Blanton was acquired by the Phillies at the 2008 trade deadline from the Oakland Athletics. He ended up going 4-0 for the Phils after the trade with a 4.20 ERA and hitting his first career home run off Edwin Jackson in the 2008 World Series, a memory that I believe was the best moment in that championship run...aside from Matt Stairs and the final out...okay, maybe not.
Either way, Blanton helped bolster the pitching staff and gave the Phillies more depth in the rotation. And in 2009, Blanton still did well, going 12-8 despite an ERA of 4.05. Having never pitched to an ERA under 3.50 in a season, though, Blanton wasn't exactly a great pitcher, yet he came at a decent price...
...That is, until the Phillies extended him before the 2010 season. Blanton earned a three-year, $24 million contract extension, avoiding arbitration with the team and being under team control through 2012. At the time, it looked like a decent move, considering that the Phillies were not one of baseball's best teams starting-pitching wise.
Then the Phillies, who had already traded for Roy Halladay, acquired Roy Oswalt and later re-signed Cliff Lee. Along with Cole Hamels, Blanton was the odd man out. The Four Aces did not include Joe—Fat Joe and the Terror Squad was the closest he got to becoming part of the ace group.
With Blanton as a fifth starter, the rotation looked fantastic to start last season off, and while rumors circulated that Blanton was a handshake away from being shipped to the Boston Red Sox, a deal never occurred. Blanton ended up getting hurt in May for most of the season, going 1-2 with a 5.01 ERA despite making a brief return at the season's end in the bullpen. But Blanton, who's set to make either $8.5 or $10.5 million (depending on the source) next year, sure isn't worth anything close to that kind of money.

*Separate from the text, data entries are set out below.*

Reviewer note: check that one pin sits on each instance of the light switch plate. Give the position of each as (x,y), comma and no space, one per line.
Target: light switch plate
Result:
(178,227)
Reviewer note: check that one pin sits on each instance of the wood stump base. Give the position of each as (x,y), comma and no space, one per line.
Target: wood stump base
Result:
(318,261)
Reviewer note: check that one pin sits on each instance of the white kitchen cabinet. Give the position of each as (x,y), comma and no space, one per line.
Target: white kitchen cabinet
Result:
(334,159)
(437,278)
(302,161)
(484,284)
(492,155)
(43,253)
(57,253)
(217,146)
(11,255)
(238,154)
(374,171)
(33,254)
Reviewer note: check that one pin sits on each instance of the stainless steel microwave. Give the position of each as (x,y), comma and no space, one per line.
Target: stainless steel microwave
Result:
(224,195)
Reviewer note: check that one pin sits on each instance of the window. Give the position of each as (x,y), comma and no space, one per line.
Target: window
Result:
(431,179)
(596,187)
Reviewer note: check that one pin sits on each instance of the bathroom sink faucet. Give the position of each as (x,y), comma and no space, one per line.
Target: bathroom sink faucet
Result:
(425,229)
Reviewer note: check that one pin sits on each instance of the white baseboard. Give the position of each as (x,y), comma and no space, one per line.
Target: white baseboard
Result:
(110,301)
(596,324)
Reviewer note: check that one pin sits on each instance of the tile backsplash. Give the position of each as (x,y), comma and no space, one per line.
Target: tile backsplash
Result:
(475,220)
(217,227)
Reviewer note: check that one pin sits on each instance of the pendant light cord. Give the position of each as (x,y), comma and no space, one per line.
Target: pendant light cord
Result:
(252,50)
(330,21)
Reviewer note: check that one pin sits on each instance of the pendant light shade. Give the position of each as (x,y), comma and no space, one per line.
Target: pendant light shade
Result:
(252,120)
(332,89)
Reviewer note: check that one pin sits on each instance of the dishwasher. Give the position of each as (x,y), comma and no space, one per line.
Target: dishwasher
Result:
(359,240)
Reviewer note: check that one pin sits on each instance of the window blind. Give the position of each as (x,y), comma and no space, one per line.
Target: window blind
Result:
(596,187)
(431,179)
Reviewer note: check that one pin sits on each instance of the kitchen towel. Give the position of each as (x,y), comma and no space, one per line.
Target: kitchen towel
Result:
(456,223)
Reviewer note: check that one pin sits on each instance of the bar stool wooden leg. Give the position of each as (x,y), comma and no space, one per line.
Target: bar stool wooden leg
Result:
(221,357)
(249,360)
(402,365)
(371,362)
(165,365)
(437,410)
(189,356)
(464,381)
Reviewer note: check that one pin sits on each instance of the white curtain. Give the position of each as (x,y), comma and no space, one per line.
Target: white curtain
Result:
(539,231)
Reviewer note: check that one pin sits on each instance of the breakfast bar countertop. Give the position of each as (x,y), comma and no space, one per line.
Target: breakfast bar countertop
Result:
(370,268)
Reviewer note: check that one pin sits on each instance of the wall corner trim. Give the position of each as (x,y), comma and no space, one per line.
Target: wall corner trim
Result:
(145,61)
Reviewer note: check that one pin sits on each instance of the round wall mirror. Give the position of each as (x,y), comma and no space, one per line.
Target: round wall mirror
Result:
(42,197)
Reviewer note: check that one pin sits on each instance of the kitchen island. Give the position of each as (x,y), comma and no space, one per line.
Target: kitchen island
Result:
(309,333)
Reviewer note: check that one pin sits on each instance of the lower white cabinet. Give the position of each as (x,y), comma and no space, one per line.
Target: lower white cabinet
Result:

The contract isn't as bad as the one we signed Adam Eaton to, though it was for the same amount and years. At least Blanton's a bit better, though I almost included Eaton on this list. But man, is it terrible, and the Phillies need to know their future plans before inking mediocre pitchers to lucrative, insane deals. I'm just hoping he'll regain some value and will be traded at the deadline this year.